Dressed for a Dance in the Snow: Women’s Voices from the Gulag by Monika Zgustova

Author:  Monika Zgustova
Translator: Julie Jones

The cover to Dressed for a Dance in the Snow: Women’s Voices from the Gulag by Monika ZgustovaNew York. Other Press. 2020. 275 pages.

DRESSED FOR A DANCE IN THE SNOW represents a work of oral history based on interviews the author conducted with nine female survivors of Soviet labor camps beginning in 2008. Most of the interview subjects whose stories are included in the volume are well known: they have been interviewed many times, their stories have been featured in the press and in documentary films, and, in a number of cases, they have written extended memoirs about their time in labor camps. They include Zayara Vesiolaya, the daughter of the writer Artem Vesyoly; Valentina Iyevleva, an actress whose memoirs describing her participation in camp theatricals are well known; and Susanna Pechuro, arrested in 1950 at the age of seventeen for participation in a real anti-Stalinist organization (as opposed to a fabricated plot dreamed up by secret police investigators—something that was much more common). Two of Zgustova’s subjects were imprisoned after Stalin’s death: the noted dissident poet Natalia Gorbanev-skaya, who was arrested and forced into punitive psychiatric confinement after participating in a demonstration protesting the 1968 Soviet invasion of Czechoslovakia, and Irina Emelyanova, the daughter of Olga Ivinskaya, Pasternak’s lover, who received a camp sentence in 1960 for her role in the “economic crime” of receiving foreign currency—royalties from the publication of Pasternak’s Doctor Zhivago

Zgustova does a good job rendering each woman’s story as a clear and coherent narrative. Chapters are often framed with short introductions describing the woman’s apartment or her interactions with Zgu-stova. At times, Zgustova’s voice interrupts the flow of a woman’s story to add additional reflections or information, but often the women appear to speak without interruption. Whole documents (letters, poems, the texts of songs) are at times interpolated into the text. As this description perhaps suggests, Dressed for a Dance in the Snow contains carefully constructed historical narratives as opposed to raw interviews. This makes for a readable text, but it may frustrate some specialists: it is never clear when a survivor’s words are transmitted exactly and when a story has been reworked or paraphrased. In some places the translation obscures details that may matter to a specialist. Names of specific Soviet institutions are sometimes rendered in such an odd way that it is hard to understand what exactly is meant (e.g., “The School of History and Documentation”—apparently a translation of Istoriko-arkhivnyi institut). Such translation issues may reflect the fact that Russian terms and names were translated into Spanish by Zgustova before being rendered into English for us by Julie Jones. By and large, Zgustova seems to take an uncritical attitude to her source material: she does not reflect on larger problems of memory or explicitly consider the ways in which time, repeated retellings, and the influence of published memoirs by other survivors may have shaped the stories of those she interviewed. 

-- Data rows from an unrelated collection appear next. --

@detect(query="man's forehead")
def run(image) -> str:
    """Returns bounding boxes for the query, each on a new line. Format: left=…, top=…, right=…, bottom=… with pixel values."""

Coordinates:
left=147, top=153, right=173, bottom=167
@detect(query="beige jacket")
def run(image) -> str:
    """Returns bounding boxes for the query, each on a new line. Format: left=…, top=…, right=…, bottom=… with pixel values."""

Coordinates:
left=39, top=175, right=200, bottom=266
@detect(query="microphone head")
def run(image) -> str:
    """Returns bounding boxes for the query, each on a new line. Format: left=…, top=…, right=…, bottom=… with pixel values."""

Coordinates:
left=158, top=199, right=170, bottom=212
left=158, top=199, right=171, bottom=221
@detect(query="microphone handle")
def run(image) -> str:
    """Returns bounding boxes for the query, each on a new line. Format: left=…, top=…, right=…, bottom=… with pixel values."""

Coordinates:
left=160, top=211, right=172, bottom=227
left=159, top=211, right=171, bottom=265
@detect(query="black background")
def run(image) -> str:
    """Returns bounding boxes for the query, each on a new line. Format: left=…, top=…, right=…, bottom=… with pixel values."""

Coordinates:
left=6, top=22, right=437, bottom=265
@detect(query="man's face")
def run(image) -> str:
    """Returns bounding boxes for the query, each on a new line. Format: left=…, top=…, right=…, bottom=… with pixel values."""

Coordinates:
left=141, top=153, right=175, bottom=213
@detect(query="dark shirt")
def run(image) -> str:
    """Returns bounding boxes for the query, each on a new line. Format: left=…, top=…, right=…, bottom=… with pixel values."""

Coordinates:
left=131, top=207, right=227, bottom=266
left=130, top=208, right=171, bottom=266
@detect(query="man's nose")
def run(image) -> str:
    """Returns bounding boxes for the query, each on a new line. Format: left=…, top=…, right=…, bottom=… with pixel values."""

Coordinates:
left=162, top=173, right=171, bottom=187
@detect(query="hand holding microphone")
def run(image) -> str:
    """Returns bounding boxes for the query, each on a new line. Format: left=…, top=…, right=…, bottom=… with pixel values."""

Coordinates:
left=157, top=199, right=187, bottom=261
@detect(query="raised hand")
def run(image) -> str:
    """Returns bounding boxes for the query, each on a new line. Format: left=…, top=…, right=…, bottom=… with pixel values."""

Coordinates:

Dressed for a Dance in the Snow may seem less novel to English-language readers than it did to readers of Zgustova’s original Spanish-language text just because so much material has been published in English in recent decades on the experience of women in Soviet labor camps. The wonderful volume edited by Simeon Vilensky, Till My Tale Is Told: Women’s Memoirs of the Gulag (1999), Unforced Labors: The Memoirs of Ada Federolf and Selected Prose of Ariadna Efron, edited by Diane Nemec Ignashev (2006), and Memoir of a Gulag Actress, by Tamara Petkevich (2010) all overlap in certain respects with Zgustova’s material. They also all offer more exact translations of source material directly from Russian as well as helpful biographical notes and/or an extensive scholarly apparatus.

Dressed for a Dance in the Snow, however, provides a poignant introduction to the topic of women in the Gulag for general readers. In each of the nine stories, we see a life interrupted and survival under the most horrifying circumstances. Zgustova notes that although the survivors she interviewed “remembered their years in captivity with horror,” many also told her that “their lives would have been incomplete without that experience.” Certainly, Dressed for a Dance in the Snow shows us how nine women persevered in the face of terrible odds.